Sin embargo, un día, allá por 1963, ocurrió algo que le cambiaría la vida por completo. Don Trinidad en persona, un atardecer, entró a su cuarto para decirle que tres sujetos preguntaban por él. “Son pyragues”, le advirtió. Ricardo sabía que llamaban así a los policías secretos que los poderosos y las autoridades empleaban para servicios turbios y, en efecto, los tipos tenían cataduras siniestras. Pero no estaban armados y se mostraron respetuosos: tenía que acompañarlos. ¡Adónde? ¡Se podía saber por qué? No se podía. Los acompañó, intrigado. Lo subieron a un coche y no pararon hasta Sajonia, en el embarcadero. Allí lo esperaba un militar de alto rango. Este fue al grano sin preámbulos:

–Tenemos órdenes del general de expulsarlo del país.
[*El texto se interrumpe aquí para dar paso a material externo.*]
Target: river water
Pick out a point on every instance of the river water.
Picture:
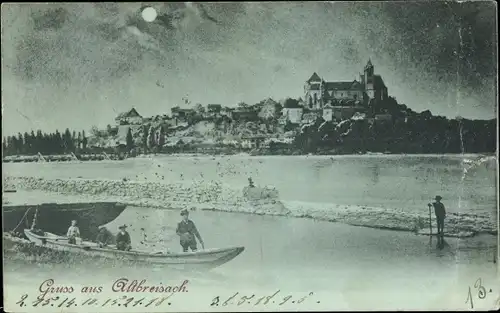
(392, 181)
(336, 266)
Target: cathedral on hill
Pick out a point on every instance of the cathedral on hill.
(319, 93)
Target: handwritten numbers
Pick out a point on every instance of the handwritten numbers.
(285, 299)
(71, 302)
(128, 302)
(150, 302)
(89, 301)
(215, 301)
(469, 299)
(245, 299)
(138, 302)
(21, 302)
(481, 293)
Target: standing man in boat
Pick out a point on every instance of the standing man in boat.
(123, 239)
(73, 233)
(440, 213)
(187, 232)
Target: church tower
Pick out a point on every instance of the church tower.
(369, 79)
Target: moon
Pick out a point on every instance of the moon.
(149, 14)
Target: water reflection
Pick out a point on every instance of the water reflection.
(375, 170)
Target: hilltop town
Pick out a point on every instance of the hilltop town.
(332, 117)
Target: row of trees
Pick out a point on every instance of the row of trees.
(44, 143)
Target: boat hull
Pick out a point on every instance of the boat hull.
(205, 259)
(56, 218)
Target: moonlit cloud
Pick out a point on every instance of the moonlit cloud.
(71, 65)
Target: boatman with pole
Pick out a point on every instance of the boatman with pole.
(440, 213)
(187, 232)
(123, 241)
(73, 233)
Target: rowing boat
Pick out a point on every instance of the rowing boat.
(205, 259)
(55, 217)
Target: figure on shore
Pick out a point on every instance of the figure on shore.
(440, 213)
(104, 237)
(187, 232)
(73, 233)
(123, 239)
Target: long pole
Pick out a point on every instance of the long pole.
(430, 221)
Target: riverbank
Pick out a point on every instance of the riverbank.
(296, 256)
(215, 196)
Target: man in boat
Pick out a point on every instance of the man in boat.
(73, 233)
(123, 239)
(440, 213)
(187, 232)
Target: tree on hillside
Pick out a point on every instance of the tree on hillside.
(84, 141)
(66, 141)
(243, 105)
(151, 138)
(161, 138)
(79, 141)
(145, 132)
(129, 140)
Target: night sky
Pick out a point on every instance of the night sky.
(78, 65)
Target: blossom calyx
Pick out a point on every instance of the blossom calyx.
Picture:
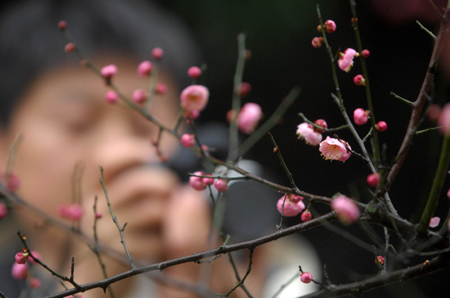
(334, 149)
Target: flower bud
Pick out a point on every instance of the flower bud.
(306, 277)
(359, 80)
(35, 283)
(306, 215)
(434, 222)
(373, 179)
(188, 140)
(145, 68)
(379, 260)
(249, 117)
(360, 116)
(161, 89)
(3, 210)
(346, 210)
(111, 97)
(139, 95)
(194, 72)
(317, 42)
(19, 271)
(157, 53)
(321, 123)
(197, 182)
(109, 71)
(365, 53)
(21, 257)
(221, 185)
(70, 47)
(330, 26)
(208, 181)
(381, 126)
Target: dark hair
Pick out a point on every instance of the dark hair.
(30, 41)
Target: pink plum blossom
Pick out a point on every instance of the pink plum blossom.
(109, 71)
(208, 181)
(21, 257)
(381, 126)
(345, 61)
(194, 98)
(161, 88)
(306, 277)
(346, 210)
(434, 222)
(111, 96)
(19, 271)
(72, 212)
(13, 182)
(360, 116)
(221, 185)
(306, 131)
(365, 53)
(359, 80)
(249, 117)
(330, 26)
(444, 120)
(335, 149)
(194, 72)
(35, 283)
(373, 179)
(3, 210)
(197, 182)
(188, 140)
(139, 95)
(317, 42)
(306, 215)
(157, 53)
(145, 68)
(321, 123)
(293, 205)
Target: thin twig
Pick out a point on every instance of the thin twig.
(121, 229)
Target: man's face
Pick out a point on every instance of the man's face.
(65, 120)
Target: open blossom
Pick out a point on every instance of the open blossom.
(346, 210)
(194, 98)
(360, 116)
(249, 117)
(444, 120)
(306, 131)
(345, 61)
(293, 205)
(335, 149)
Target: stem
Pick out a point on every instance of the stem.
(236, 101)
(273, 120)
(121, 229)
(438, 182)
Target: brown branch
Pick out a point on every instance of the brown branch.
(357, 288)
(420, 101)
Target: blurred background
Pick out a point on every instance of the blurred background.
(279, 35)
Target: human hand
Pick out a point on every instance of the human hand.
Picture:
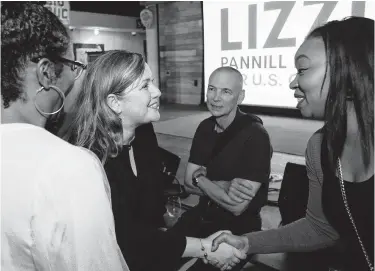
(225, 256)
(241, 190)
(200, 171)
(239, 242)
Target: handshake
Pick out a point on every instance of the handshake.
(224, 250)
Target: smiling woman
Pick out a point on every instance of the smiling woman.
(114, 112)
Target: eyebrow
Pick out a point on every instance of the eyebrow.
(299, 57)
(222, 88)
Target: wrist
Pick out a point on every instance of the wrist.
(204, 249)
(196, 179)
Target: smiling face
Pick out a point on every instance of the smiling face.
(140, 102)
(311, 83)
(224, 93)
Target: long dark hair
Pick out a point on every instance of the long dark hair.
(349, 46)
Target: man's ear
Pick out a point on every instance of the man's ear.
(114, 103)
(241, 97)
(45, 72)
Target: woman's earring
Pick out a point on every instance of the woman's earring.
(62, 95)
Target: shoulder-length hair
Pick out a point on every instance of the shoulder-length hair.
(349, 46)
(96, 126)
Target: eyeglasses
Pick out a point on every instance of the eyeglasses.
(76, 66)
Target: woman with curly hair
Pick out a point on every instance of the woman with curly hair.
(56, 210)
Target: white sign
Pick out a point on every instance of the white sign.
(146, 17)
(60, 9)
(260, 39)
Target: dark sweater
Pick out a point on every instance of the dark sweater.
(320, 228)
(138, 207)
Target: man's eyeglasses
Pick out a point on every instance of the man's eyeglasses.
(76, 66)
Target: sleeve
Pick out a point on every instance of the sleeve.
(201, 146)
(138, 238)
(255, 161)
(151, 183)
(89, 239)
(307, 234)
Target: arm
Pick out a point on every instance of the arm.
(188, 182)
(190, 188)
(307, 234)
(221, 197)
(216, 190)
(89, 240)
(225, 256)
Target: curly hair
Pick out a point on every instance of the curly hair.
(96, 126)
(349, 46)
(28, 30)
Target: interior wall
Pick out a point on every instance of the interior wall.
(181, 52)
(112, 40)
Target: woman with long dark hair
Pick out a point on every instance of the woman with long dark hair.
(335, 83)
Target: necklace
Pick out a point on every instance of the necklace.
(343, 193)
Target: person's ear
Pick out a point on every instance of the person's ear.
(114, 103)
(45, 72)
(241, 97)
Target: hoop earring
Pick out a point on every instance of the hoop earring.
(62, 95)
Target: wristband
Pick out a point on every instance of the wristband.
(203, 250)
(195, 179)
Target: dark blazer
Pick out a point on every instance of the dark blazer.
(138, 207)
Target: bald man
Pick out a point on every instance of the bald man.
(229, 164)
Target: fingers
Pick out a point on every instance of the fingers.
(239, 254)
(238, 195)
(223, 237)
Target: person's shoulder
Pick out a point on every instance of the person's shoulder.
(252, 118)
(313, 149)
(206, 124)
(315, 141)
(255, 125)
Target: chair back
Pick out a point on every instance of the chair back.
(169, 165)
(294, 193)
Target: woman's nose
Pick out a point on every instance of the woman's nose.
(156, 93)
(216, 96)
(294, 83)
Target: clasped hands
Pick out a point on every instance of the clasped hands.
(237, 189)
(221, 254)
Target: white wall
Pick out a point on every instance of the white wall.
(112, 40)
(84, 19)
(152, 47)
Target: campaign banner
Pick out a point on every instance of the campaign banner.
(260, 38)
(60, 9)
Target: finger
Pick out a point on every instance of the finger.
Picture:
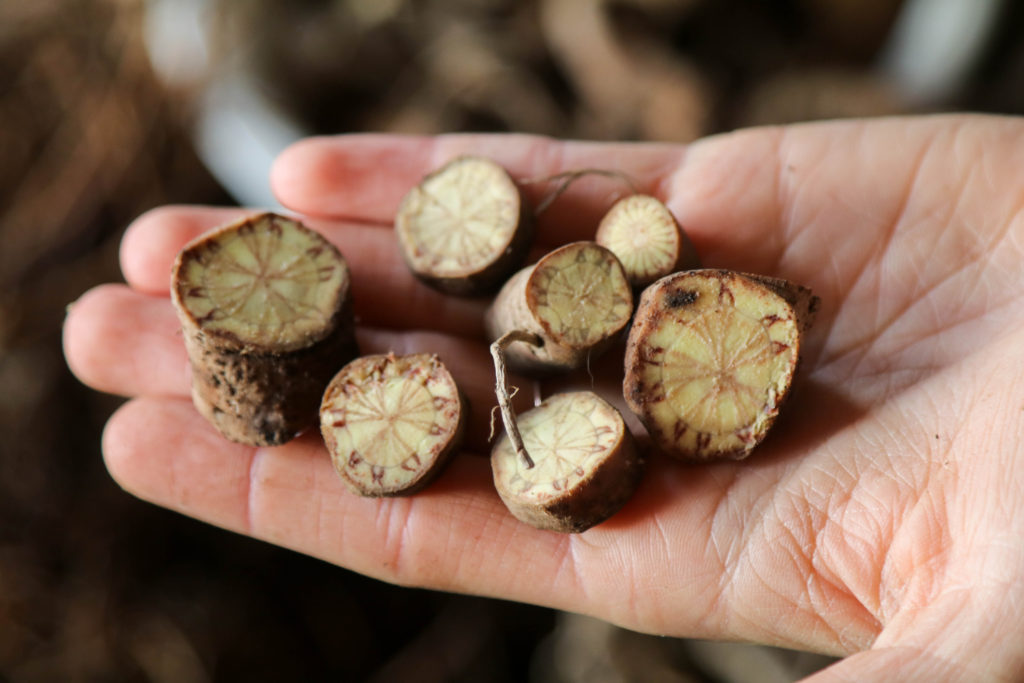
(153, 240)
(123, 342)
(384, 292)
(364, 177)
(456, 536)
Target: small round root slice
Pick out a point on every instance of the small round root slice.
(390, 423)
(646, 238)
(711, 358)
(464, 228)
(577, 299)
(586, 465)
(264, 306)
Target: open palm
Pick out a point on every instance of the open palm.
(884, 517)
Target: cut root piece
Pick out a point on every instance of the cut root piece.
(465, 227)
(264, 305)
(711, 358)
(646, 238)
(585, 464)
(390, 423)
(576, 300)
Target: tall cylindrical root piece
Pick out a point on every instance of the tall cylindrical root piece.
(390, 423)
(576, 300)
(264, 306)
(586, 464)
(465, 227)
(647, 240)
(711, 358)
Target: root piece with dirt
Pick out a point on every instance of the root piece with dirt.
(585, 464)
(465, 227)
(265, 308)
(576, 300)
(711, 359)
(390, 423)
(646, 238)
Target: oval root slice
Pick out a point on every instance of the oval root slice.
(586, 464)
(390, 423)
(464, 227)
(646, 238)
(711, 359)
(579, 295)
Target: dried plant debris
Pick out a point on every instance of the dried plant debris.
(264, 304)
(643, 233)
(585, 464)
(390, 423)
(465, 227)
(577, 300)
(711, 358)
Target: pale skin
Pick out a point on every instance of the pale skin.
(882, 520)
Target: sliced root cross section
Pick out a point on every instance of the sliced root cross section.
(585, 464)
(264, 306)
(464, 228)
(577, 299)
(644, 235)
(711, 359)
(391, 422)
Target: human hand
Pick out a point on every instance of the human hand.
(882, 519)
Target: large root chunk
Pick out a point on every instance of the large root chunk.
(585, 464)
(264, 306)
(391, 422)
(465, 227)
(711, 358)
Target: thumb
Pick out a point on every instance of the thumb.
(897, 664)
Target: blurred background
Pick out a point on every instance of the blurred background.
(110, 108)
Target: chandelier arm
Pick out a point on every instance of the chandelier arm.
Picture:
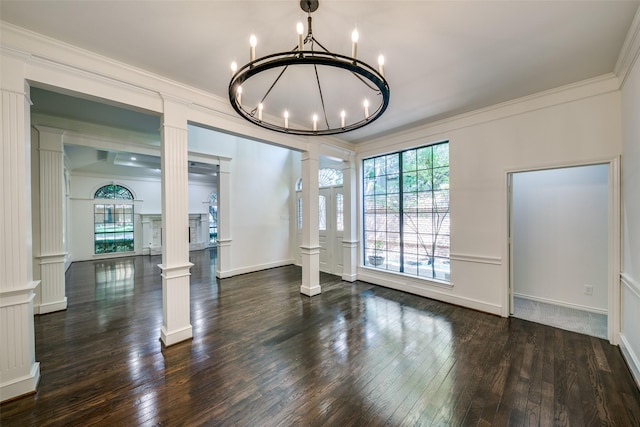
(324, 110)
(273, 84)
(318, 58)
(355, 60)
(364, 82)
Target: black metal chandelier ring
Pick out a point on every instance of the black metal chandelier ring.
(365, 73)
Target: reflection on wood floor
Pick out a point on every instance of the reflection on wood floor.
(263, 354)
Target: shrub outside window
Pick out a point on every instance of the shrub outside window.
(113, 222)
(406, 212)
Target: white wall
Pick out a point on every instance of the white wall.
(577, 124)
(559, 236)
(630, 283)
(260, 197)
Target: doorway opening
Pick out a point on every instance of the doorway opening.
(560, 245)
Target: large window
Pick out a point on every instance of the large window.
(213, 218)
(113, 222)
(406, 211)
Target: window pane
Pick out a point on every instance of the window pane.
(339, 212)
(409, 160)
(113, 227)
(407, 194)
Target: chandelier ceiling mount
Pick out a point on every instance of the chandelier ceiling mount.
(262, 83)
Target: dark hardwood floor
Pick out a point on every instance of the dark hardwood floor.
(262, 354)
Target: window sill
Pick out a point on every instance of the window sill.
(394, 276)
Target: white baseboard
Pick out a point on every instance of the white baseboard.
(631, 358)
(253, 268)
(562, 304)
(21, 386)
(174, 337)
(349, 277)
(52, 307)
(434, 291)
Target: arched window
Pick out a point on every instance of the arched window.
(328, 177)
(213, 218)
(113, 191)
(113, 222)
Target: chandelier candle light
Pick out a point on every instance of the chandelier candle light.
(291, 81)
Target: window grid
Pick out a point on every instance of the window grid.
(339, 212)
(113, 222)
(406, 211)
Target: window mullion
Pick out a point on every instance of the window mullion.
(401, 210)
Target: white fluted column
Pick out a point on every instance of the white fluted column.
(310, 248)
(349, 237)
(176, 316)
(52, 281)
(19, 371)
(224, 220)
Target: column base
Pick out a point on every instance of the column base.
(349, 277)
(310, 290)
(174, 337)
(21, 386)
(51, 307)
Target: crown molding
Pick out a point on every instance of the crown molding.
(630, 50)
(564, 94)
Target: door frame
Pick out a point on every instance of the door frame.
(613, 233)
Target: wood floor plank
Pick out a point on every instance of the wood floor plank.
(262, 354)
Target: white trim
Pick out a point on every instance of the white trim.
(254, 268)
(631, 284)
(613, 231)
(606, 83)
(561, 303)
(52, 307)
(424, 288)
(21, 386)
(349, 277)
(174, 337)
(632, 359)
(630, 50)
(480, 259)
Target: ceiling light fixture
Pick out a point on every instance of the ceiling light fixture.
(358, 95)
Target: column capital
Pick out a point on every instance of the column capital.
(175, 112)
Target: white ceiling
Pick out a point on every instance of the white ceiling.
(442, 57)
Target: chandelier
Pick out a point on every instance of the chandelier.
(293, 81)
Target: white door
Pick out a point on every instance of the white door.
(325, 230)
(330, 229)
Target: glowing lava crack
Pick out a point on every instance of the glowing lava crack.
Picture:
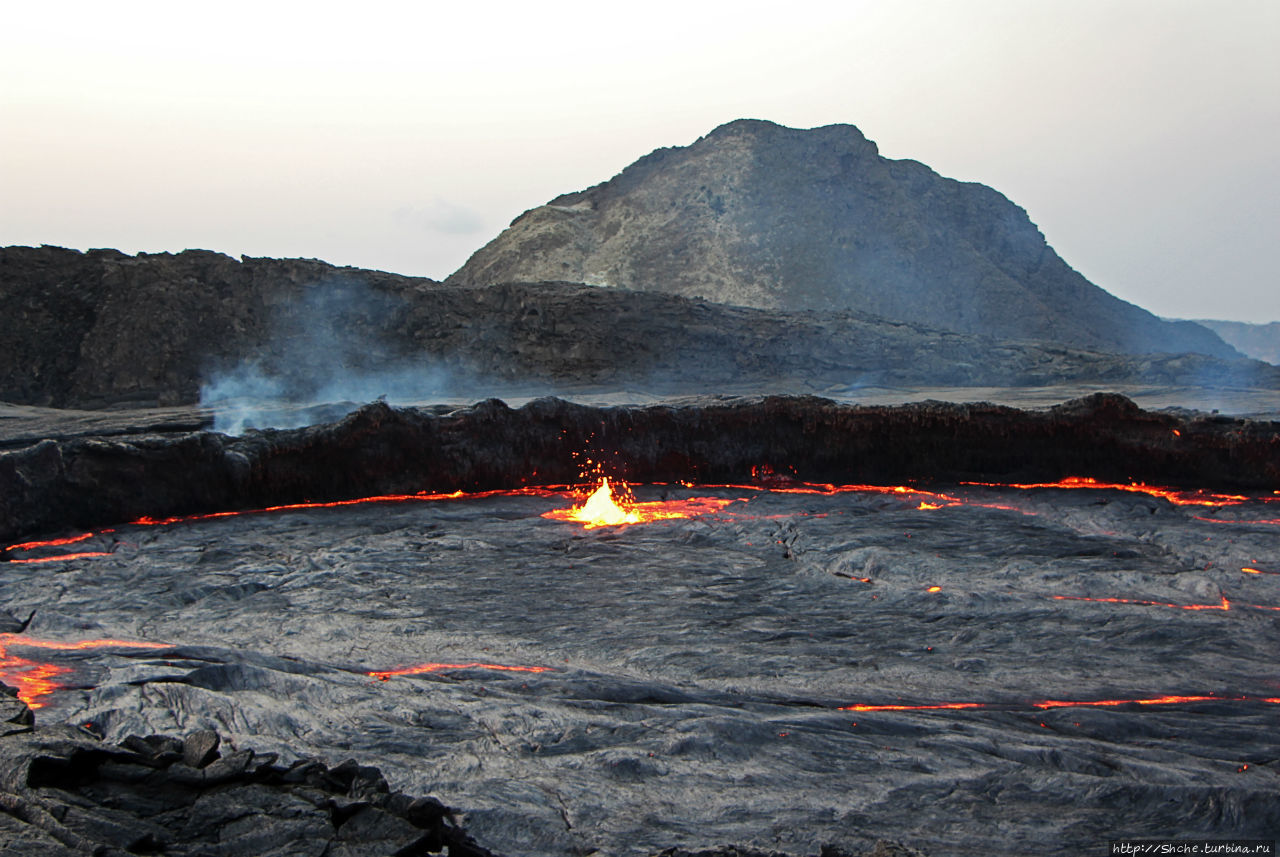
(37, 679)
(606, 508)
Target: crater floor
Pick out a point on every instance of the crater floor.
(773, 674)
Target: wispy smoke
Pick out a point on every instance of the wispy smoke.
(334, 348)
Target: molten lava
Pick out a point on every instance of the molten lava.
(1223, 605)
(607, 507)
(37, 679)
(1173, 495)
(1063, 704)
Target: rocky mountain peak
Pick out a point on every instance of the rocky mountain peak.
(760, 215)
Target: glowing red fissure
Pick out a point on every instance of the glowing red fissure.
(37, 679)
(1174, 495)
(677, 508)
(1223, 605)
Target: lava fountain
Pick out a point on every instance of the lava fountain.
(609, 507)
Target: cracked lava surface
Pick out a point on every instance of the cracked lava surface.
(968, 669)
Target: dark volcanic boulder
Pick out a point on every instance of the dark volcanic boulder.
(65, 792)
(760, 215)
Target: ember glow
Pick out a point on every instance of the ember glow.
(1063, 704)
(609, 507)
(37, 679)
(1087, 482)
(1223, 605)
(421, 669)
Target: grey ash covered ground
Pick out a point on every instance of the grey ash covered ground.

–¿Por qué motivo? No me gustan los misterios –dijo Ricardo–. Mejor me explica de qué se trata.

–Usted es republicano y comunista. El generalísimo Francisco Franco, enterado por su embajador Ernesto Giménez Caballero, le ha pedido a su amigo, nuestro presidente, su expulsión… Hace tiempo que lo venimos estudiando. Lo deportamos a la Argentina…

Con la ropa puesta y sin dejarle recoger sus cosas, lo enviaron a Clorinda. Al día siguiente, don Trinidad le hizo alcanzar –por intermedio de un hombre– algunas pertenencias y dinero. Prácticamente lo echaron con una mano atrás y otra adelante. Después nos enteramos que pasó por Buenos Aires y desembarcó en los Estados Unidos, en Miami, para ser más precisos.

Así terminó la historia de Ricardo Turia, el “Drácula paraguayo”.